Care standardization and decision support
- Clinicians face data entry exhaustion due to lack of standardization and an inability to automate data capture that works poorly with clinician workflows.
- Due to the lack of rigor around EHR data entry, clinicians haven't been able to use data to reduce variation in the way care is delivered and therefore achieve better, more predictable outcomes.
- Strategic implementers appear to be further along on digitizing and standardizing clinical documentation. Eighty-four percent told HRI they are using the EHR for clinical documentation, compared with 63 percent of other providers.
- EHRs have been effective for aggregating clinical data to support descriptive analyses of patient populations.
- More mature data models - not available in EHRs - are needed to integrate other data sources in order to stratify patient populations based on risk and then manage them.
- A key component of population health analytics is the ability to tie EHRs from different systems together in order to exchange information.
- Population health also requires that providers understand patients’ lifestyles and the social factors affecting their health – information the EHR is generally not poised to capture.
- Most consumers think EHRs have made it easier for their doctors to communicate with them, but providers think the systems have interfered with face-to-face care.
- Many clinicians have not embraced the significant potential of their EHR’s patient portal, using it largely to help patients schedule appointments or manage bills rather than manage their health.
- Strategic EHR implementers are more likely to already be using their EHRs to enhance patient-provider communication, but they also recognize that the EHR alone may not be enough to meet patient expectations and encourage them to become more engaged in their care. More strategic implementers than other providers are using customer relationship management software to ensure that services such as diabetes management programs or smoking cessation groups reach the patients who would benefit from them the most.

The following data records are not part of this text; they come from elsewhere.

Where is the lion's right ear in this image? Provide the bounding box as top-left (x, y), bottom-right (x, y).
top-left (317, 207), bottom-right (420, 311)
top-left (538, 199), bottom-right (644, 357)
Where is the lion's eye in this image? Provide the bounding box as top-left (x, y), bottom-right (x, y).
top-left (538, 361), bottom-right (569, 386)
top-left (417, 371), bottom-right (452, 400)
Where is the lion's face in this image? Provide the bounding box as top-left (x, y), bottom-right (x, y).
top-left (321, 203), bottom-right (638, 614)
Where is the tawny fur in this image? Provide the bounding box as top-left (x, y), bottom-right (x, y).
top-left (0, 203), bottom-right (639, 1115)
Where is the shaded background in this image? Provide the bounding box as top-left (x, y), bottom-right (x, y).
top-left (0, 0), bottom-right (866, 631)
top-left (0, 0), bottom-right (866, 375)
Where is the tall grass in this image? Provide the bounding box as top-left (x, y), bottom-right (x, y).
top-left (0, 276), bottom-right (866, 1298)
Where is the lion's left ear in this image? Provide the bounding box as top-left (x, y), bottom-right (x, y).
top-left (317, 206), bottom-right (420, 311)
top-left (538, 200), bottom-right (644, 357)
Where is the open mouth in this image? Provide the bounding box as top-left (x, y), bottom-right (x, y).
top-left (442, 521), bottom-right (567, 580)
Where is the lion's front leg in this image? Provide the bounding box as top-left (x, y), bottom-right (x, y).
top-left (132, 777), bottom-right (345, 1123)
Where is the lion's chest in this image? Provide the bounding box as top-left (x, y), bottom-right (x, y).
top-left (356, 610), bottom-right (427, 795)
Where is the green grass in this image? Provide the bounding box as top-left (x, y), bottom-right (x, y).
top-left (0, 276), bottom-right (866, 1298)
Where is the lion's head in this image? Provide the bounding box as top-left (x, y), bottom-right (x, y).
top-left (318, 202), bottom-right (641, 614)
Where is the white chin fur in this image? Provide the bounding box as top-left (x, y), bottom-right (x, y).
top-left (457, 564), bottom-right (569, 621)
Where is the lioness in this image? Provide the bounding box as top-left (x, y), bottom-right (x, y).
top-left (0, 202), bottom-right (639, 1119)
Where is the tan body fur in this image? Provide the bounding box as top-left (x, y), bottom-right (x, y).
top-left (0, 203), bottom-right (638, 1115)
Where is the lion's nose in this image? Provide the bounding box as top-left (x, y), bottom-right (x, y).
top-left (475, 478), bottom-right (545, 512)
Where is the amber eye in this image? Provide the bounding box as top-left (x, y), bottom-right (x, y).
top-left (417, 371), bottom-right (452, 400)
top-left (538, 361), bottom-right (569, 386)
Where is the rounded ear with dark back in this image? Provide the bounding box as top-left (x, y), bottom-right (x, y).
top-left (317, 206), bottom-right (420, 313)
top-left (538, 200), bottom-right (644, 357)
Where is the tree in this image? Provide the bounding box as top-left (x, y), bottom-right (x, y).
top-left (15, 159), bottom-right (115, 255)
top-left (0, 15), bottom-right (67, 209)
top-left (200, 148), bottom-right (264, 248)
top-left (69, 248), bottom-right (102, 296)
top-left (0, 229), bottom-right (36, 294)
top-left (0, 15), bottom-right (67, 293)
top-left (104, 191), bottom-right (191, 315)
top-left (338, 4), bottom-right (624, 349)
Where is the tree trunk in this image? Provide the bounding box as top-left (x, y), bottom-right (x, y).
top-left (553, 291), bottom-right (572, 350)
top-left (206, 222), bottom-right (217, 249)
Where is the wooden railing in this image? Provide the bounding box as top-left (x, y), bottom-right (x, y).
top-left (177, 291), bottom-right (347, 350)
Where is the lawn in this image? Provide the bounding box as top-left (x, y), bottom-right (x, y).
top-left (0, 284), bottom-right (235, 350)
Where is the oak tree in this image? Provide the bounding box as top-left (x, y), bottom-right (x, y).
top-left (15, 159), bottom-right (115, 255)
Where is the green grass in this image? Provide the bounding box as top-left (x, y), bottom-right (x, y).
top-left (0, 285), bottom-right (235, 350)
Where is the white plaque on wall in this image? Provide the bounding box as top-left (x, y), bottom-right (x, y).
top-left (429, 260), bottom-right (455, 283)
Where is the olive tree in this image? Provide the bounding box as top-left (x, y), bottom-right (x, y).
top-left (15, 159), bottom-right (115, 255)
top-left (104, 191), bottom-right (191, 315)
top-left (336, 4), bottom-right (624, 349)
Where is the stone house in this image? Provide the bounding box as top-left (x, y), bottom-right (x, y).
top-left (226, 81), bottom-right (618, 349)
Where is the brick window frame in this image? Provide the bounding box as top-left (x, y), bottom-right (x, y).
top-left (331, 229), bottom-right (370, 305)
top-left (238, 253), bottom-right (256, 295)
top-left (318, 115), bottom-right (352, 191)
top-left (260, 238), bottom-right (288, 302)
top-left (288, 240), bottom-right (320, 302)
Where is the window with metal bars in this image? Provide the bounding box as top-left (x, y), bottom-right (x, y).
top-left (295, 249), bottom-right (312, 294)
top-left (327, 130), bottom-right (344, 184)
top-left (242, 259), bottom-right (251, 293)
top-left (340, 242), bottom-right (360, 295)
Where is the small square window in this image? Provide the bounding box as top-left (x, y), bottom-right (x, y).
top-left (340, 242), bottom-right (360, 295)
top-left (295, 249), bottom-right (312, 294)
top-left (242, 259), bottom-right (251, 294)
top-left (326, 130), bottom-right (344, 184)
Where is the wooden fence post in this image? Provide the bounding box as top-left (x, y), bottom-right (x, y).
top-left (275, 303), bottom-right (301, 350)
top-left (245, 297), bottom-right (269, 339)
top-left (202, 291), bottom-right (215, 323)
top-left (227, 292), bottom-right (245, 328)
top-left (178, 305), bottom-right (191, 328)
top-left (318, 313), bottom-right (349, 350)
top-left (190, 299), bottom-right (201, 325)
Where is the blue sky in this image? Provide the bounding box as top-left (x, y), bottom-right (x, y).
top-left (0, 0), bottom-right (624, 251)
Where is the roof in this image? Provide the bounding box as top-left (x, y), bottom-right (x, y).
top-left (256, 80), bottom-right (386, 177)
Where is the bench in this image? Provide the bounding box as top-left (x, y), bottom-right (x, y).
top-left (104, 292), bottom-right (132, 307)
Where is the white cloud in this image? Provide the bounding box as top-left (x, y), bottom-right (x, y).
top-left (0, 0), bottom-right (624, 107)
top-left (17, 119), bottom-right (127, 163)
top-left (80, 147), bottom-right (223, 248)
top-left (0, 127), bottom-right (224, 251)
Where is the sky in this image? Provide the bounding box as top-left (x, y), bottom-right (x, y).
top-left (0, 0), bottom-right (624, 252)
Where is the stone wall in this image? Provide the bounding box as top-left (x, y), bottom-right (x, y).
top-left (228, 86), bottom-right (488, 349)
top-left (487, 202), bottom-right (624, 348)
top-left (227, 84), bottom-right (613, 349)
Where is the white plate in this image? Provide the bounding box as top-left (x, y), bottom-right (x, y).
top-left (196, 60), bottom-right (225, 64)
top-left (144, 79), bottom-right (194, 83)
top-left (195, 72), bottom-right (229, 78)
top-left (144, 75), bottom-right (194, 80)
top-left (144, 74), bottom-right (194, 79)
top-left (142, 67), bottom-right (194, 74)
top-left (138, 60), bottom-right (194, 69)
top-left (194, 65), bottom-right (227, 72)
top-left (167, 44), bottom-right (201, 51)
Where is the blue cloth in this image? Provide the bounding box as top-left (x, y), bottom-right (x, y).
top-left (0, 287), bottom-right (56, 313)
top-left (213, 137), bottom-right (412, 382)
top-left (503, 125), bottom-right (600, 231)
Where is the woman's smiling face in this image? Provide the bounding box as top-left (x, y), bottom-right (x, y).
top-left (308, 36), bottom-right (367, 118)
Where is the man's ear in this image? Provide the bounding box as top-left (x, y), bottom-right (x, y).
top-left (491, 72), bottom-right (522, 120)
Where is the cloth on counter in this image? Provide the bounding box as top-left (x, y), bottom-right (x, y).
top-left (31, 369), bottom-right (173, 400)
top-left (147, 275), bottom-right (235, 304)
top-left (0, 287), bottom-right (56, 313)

- Other than academic medical centers, many providers have not prioritized EHRs to support practice-based research efforts.
- EHRs often provide analytic tools that are effective for descriptive, retrospective reviews of patient populations.
- EHRs tend to lack the capacity to do more robust analyses, such as predictive modeling which can help providers uncover a patient population’s future needs.
- Providers, including strategic EHR implementers, plan to focus on non-EHR technologies for research and clinical trials recruitment over the next three to five years.